The technology is genius on the new Opel Ampera and it is one of the smartest new cars around. It just might be a little pricey for Irish buyers.
In the Metal: 4/5
Most people will be fairly well used to what the Ampera looks like by now, because the car has been a regular sight at the major motor shows in concept form and we have previously driven these concept models. The finished car doesn’t look too different from the early prototypes, but they have refined the look for the production version. It is a dramatic looking car with very striking design features. At the front there are the distinctive ‘boomerang’ headlamps, which is now part of the Opel design language and will feature on the new Zafira later in the year. The car has the typical aerodynamics hatchback shape that we have come to expect from cars such as these but it doesn’t look awkward like the Prius does in some areas. The large alloy wheels even have black plastic inserts to ensure proper aerodynamics.
Inside, the design is quite futuristic. There are no conventional instruments instead there is the Driver Information Centre, a bright graphic display. There is also a full-colour, touch-screen display in the top of the centre stack, where you can control the audio system, air conditioning and also scroll through energy monitoring displays. Inside the cabin is spacious and it will seat four adults in comfort. There is a 310 litre boot, which is pretty small for the class and there is also no proper parcel shelf and that is pretty annoying.
Driving it: 4/5
After you jump into the Ampera, you press a starter button and as is more increasingly the case with these cars (such as the Nissan Leaf) they start up more like a computer than a car. The car turns on silently and displays indicate how much battery power you have left, which will enable you to drive in EV mode. The wheels of the Ampera are electrically driven at all times. A 16kWh lithium-ion battery pack feeds a 150hp electric drive unit to deliver between 40 and 80 kilometres of electric-only driving with no emissions. 0-100km takes 9 seconds and the top speed is a very quiet 161km/h. Most owners would hope to work within this range, charging the car up fully in four hours. The difference with the Ampera is that if you do run out of battery power, you aren’t necessarily in trouble. There is a also a 1.4-litre range extending petrol engine. But rather than directly powering the front wheels, this engine is used to generate electricity if and when the battery has run out of charge. We managed about 60km before the range extender kicked in and it is all super quiet, even with the range extender working. The car itself feels well balanced, although we did take a while to get used to the braking which requires quite a firm plant.

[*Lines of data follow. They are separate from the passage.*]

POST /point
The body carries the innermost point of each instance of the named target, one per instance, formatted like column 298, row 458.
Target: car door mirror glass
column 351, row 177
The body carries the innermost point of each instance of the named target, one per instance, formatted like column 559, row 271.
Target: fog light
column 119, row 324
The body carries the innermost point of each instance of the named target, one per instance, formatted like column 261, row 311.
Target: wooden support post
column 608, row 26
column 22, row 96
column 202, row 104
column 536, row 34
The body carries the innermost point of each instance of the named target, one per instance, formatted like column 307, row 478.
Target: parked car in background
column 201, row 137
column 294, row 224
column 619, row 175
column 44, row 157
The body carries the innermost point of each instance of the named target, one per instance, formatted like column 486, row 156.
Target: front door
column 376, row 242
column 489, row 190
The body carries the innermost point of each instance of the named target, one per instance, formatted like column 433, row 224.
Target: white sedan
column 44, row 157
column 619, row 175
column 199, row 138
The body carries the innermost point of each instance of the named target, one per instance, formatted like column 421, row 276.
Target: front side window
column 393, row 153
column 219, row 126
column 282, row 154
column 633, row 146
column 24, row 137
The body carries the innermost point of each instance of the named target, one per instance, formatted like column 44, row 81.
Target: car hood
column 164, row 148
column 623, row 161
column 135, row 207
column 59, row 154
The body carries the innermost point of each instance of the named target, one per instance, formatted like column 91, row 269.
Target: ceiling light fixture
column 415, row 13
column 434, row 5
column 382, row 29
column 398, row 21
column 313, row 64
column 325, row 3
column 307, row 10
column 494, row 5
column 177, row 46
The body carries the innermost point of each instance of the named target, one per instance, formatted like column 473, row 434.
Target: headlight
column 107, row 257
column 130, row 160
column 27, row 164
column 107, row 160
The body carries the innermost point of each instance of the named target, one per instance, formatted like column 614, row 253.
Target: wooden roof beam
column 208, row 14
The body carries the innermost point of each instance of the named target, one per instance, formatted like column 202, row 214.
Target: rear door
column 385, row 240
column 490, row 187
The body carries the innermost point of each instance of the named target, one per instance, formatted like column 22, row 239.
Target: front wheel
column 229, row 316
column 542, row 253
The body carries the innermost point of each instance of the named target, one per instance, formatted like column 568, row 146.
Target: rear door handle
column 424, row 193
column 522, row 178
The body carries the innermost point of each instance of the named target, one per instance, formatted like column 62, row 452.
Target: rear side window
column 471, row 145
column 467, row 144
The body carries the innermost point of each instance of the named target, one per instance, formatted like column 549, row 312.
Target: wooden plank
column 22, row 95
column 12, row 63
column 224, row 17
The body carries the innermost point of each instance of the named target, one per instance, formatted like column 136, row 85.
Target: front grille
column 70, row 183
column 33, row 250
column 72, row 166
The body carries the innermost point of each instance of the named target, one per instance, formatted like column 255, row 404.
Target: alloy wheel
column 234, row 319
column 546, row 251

What you get for your Money: 4/5
The Ampera is likely to cost around €45,000 in Ireland, even with the €5,000 Government grant, but for that you will get a car that will have very low running costs and which comes fully loaded with equipment. There is everything from climate control, cruise control, satellite navigation, electronic handbrake, voice recognition and hard disc music storage. It feels like a very high-end car, but then again its price is going to be pitching it against the likes of the all-conquering BMW 520d, Audi A6 and Jaguar XF.
The car is going on sale soon in Europe, but right-hand drive markets such as our own are going to have to wait until 2012 for the car. Would-be owners will be able to put down deposits in dealerships right away.
The Opel Ampera will be the perfect solution for some buyers who want the EV experience but can’t or don’t want to have to deal with the associated risks. We really rate it very highly, but we would be concerned about the car’s price tag, which is perhaps a little too expensive.